Saturday, November 13, 2010

Together We Can . . . Break Boundries


This was my Reflections entry this year. I wrote it at 2 am, so don't judge to harshly! I don't remember writing most of it, so I was kind of surprised to see it on my computer this morning. I wrote this on Day #2 of Project Lunch Room.

The world is made of differences—spotlight or back stage wings, glittering or threadbare, snow boots or sunburns. People are made of differences too. Teens, young kids, and even adults fall naturally into different categories and tend to stay far away from clique boundary lines. Before junior high, I had heard all about cliques- in movies, books, and from my friends. Every report of these cliques insisted that crossing the boundary lines was impossible.

When I started seventh grade, I saw these cliques for myself. In our school cafeteria, I saw people lumped together into clusters, easy to make out. Cool tables, geek tables, and skater tables—they didn’t mix. Everyone was familiar with this arrangement. Asking around, I found every one of my friends could describe the placement of each group in the cafeteria. The “seating arrangement” situation is not unique to our school, either. Kids I know from other schools also said it was “natural” and “to be expected” that we sit with a clique during lunch. Last year, these lines seemed blunt and unbreakable to me. There were people I wasn’t supposed to talk to, because they were different. Groups were teased because they were different. I didn’t like the idea, but I didn’t question it. It’s the way things are.
But this year, I started to realize how seriously the groups were taken, and how people can be targeted just because they sit at a certain table at lunch. Separated, the table across the hall is looked down on, and the popular table is always overcrowded. It’s natural to find friends. It’s natural to fall into a routine. But as I started looking around the lunch room, I saw corners and faces I never even knew existed. I noticed cliques according to race and clothing.

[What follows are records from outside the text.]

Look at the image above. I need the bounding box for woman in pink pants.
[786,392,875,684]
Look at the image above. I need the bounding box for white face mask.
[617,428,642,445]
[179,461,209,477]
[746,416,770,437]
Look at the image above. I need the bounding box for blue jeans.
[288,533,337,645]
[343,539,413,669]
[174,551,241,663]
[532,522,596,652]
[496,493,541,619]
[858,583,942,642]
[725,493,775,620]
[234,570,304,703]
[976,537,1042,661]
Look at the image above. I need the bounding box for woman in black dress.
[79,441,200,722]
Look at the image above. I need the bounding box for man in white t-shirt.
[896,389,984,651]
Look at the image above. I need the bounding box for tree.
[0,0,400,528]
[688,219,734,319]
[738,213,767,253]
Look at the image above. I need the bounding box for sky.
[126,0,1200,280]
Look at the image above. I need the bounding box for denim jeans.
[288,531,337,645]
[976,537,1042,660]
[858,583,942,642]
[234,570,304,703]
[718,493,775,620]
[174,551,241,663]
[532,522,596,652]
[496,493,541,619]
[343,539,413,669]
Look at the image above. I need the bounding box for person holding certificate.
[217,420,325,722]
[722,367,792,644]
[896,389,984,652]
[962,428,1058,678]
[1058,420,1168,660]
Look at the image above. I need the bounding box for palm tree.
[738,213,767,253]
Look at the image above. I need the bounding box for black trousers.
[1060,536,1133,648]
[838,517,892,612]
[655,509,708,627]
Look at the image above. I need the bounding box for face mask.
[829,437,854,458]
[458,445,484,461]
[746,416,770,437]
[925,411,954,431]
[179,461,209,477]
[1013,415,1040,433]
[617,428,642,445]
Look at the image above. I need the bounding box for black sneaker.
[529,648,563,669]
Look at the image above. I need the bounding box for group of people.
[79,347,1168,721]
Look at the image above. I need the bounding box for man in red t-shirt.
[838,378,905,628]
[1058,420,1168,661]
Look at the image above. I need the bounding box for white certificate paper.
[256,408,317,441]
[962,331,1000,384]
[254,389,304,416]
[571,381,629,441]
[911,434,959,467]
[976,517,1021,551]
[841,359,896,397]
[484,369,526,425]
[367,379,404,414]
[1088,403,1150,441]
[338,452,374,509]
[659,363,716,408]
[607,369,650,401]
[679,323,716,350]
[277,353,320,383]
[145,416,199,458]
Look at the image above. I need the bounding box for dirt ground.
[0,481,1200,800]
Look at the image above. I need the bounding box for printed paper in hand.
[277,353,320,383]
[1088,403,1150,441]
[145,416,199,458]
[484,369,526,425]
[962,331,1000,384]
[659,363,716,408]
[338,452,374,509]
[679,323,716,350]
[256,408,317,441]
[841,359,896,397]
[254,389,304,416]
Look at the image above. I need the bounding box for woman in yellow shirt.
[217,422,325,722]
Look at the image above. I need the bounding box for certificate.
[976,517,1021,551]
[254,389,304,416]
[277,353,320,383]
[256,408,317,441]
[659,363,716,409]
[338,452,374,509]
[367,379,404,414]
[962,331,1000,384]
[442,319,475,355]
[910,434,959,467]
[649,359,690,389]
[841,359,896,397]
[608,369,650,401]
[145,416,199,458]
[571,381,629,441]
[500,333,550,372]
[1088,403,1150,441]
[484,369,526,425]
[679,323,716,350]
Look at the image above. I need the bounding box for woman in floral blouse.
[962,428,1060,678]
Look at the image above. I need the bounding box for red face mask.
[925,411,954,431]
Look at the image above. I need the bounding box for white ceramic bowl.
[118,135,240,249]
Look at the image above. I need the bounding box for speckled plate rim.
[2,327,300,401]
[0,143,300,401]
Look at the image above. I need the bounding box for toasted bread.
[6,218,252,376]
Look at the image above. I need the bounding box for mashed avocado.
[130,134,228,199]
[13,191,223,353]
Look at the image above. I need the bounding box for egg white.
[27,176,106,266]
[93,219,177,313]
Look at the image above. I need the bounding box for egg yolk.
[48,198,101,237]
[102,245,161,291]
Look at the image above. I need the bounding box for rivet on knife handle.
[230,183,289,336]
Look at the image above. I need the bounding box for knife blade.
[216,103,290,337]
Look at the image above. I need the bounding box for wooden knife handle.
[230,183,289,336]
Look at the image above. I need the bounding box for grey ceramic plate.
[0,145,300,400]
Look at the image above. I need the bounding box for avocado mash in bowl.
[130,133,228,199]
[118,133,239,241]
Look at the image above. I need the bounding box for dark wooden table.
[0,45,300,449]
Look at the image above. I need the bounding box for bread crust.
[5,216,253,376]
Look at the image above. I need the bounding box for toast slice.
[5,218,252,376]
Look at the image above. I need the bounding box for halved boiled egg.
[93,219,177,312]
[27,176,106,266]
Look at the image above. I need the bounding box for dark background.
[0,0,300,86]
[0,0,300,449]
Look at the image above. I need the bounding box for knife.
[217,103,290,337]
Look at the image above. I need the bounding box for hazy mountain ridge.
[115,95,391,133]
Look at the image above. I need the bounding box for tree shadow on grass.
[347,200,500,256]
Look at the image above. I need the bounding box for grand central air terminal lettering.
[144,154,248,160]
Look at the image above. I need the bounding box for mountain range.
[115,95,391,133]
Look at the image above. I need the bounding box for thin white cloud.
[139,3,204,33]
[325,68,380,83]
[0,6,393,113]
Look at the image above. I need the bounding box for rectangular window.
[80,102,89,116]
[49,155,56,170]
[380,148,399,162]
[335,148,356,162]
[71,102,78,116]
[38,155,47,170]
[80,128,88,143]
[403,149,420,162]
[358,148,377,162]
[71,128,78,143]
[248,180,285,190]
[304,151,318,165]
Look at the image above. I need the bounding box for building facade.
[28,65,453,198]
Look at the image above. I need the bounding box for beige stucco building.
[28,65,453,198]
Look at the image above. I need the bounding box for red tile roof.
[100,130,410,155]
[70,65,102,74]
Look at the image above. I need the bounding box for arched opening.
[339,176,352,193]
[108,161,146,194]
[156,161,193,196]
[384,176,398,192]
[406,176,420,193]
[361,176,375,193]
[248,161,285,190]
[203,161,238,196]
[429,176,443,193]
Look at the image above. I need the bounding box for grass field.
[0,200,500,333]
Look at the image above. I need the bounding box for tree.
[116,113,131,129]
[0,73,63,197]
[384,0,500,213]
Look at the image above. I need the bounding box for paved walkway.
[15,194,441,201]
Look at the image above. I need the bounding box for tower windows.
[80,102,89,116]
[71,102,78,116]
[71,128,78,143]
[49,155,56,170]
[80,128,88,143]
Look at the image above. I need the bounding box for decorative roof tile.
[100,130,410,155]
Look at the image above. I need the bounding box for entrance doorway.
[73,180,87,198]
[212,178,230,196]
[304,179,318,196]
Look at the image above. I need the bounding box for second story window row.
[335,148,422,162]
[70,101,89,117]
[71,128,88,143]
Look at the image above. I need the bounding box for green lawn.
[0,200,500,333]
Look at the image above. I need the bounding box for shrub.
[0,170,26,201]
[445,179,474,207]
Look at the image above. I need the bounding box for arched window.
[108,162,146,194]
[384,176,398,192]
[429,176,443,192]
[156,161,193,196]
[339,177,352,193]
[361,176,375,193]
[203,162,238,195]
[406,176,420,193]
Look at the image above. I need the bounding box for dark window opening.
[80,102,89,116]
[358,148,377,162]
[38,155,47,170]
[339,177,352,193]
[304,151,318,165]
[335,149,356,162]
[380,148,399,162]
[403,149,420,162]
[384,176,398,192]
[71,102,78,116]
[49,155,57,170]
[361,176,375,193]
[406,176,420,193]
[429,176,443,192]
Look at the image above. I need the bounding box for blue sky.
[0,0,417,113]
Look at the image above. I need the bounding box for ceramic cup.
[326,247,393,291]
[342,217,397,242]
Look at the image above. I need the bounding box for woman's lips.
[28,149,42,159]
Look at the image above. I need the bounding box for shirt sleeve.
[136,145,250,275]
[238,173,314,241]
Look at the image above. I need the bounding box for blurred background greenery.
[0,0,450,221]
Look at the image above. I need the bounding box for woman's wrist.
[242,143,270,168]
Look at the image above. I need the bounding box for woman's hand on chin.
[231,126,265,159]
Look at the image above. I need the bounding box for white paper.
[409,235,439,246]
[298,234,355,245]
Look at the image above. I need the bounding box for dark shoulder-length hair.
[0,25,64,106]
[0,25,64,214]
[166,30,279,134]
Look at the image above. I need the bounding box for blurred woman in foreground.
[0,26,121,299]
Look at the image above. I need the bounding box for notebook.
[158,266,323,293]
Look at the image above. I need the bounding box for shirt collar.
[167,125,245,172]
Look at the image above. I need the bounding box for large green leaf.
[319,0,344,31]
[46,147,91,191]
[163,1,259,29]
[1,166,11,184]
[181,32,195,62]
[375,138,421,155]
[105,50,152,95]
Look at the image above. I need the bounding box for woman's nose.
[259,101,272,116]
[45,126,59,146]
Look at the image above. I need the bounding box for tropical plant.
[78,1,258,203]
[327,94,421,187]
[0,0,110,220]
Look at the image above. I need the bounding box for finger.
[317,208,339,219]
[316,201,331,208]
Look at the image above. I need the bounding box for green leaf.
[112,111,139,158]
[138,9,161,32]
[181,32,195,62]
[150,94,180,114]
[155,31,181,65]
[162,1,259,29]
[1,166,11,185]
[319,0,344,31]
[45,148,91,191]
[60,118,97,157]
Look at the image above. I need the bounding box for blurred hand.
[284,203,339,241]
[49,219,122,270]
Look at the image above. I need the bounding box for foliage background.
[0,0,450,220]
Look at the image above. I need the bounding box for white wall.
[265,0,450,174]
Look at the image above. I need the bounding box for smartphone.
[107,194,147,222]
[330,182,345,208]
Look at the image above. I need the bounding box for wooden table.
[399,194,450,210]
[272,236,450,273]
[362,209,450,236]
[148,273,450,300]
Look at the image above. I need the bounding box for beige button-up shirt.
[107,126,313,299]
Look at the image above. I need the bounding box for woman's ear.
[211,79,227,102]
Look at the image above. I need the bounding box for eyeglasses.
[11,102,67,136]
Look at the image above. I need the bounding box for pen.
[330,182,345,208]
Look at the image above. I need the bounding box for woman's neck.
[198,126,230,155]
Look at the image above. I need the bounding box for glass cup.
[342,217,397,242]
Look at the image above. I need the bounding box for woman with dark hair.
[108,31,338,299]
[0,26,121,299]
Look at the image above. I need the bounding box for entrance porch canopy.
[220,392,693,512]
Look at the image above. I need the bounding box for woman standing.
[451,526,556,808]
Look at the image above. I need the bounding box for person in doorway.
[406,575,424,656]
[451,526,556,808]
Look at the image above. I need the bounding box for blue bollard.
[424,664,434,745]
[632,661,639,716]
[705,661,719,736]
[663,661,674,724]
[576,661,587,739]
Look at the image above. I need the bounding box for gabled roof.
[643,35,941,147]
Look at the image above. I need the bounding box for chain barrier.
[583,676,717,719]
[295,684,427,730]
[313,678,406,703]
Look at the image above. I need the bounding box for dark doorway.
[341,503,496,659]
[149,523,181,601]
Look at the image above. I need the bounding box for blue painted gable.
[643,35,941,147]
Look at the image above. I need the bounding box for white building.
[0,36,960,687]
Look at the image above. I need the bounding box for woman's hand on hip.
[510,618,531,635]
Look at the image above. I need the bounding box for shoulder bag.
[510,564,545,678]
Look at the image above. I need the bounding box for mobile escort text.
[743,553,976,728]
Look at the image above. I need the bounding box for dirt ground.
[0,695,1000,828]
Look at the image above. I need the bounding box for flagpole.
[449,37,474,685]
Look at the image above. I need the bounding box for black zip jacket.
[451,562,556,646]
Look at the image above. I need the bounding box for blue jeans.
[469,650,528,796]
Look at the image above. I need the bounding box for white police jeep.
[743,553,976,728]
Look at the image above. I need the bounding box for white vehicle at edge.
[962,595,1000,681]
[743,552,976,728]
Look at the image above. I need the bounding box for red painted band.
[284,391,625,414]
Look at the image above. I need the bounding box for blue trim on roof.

I also began to notice phrases such as, “Does he sit with those goofs on the far table?” or, “Who was there from our group?” in my conversations with my friends. No one ignores the cliques. In fact, we embrace them as “natural”. But why can’t I sit on the south side of the lunch room? Who says I can’t talk to a kid that doesn’t look like me?

This year, I decided to begin an experiment. I would sit with every clique in the lunch room, one per day, until the term ended. My hypothesis? Because we’re so set on our arrangement, people would be confused or angry by the change. They wouldn’t like it. I remembered a time in the seventh grade I tried to sit at a new table, only to be frowned at and told the seat “was being reserved for someone that isn’t you.” Suddenly, I wasn’t looking forward to lunch anymore.

Our school is never together. Not as a group, not really. We always want to separate ourselves and hide from the people that we don’t understand, even all squished into a lunch room.
On day one of the experiment, I sat down at a table I had never sat at before, with people whose names I didn’t know. My lunch tray was shaking and my smile probably twitched. I was waiting for a frown. But I received a shock. I stood out like yellow in red in that crowd, but the kids at the table smiled at me. They said hello when I introduced myself and talked to me through the lunch period.

The second day, at table two, people seemed happy to see me. I didn’t receive any angry glares or scoffs. The kids welcomed the change, even if it was something that had never happened before. It felt like trying to break through a glass window, which turned out to be open the entire time.

The term isn’t over yet, and the experiment still has a long way to go. But already, I’ve learned something about my peers that has impressed me more than anything else. We’re all different, and we automatically cower away from anything new or out of the ordinary. But while taking the initiative to stir things up comes as a shock, the boundaries aren’t as unbreakable as the world tells us they are. People can and will be accepting to changes that bring us together. Already, I have learned more about my school than I ever knew before, and I am amazed at the kind of people that have been around me all this time.

We’ll never know what we can accomplish together until we are together. That hasn’t happened yet, but I think it could, if we took the time to break through the walls. It’s not as hard as you might think. Together, we can join and change the way people see each other and themselves.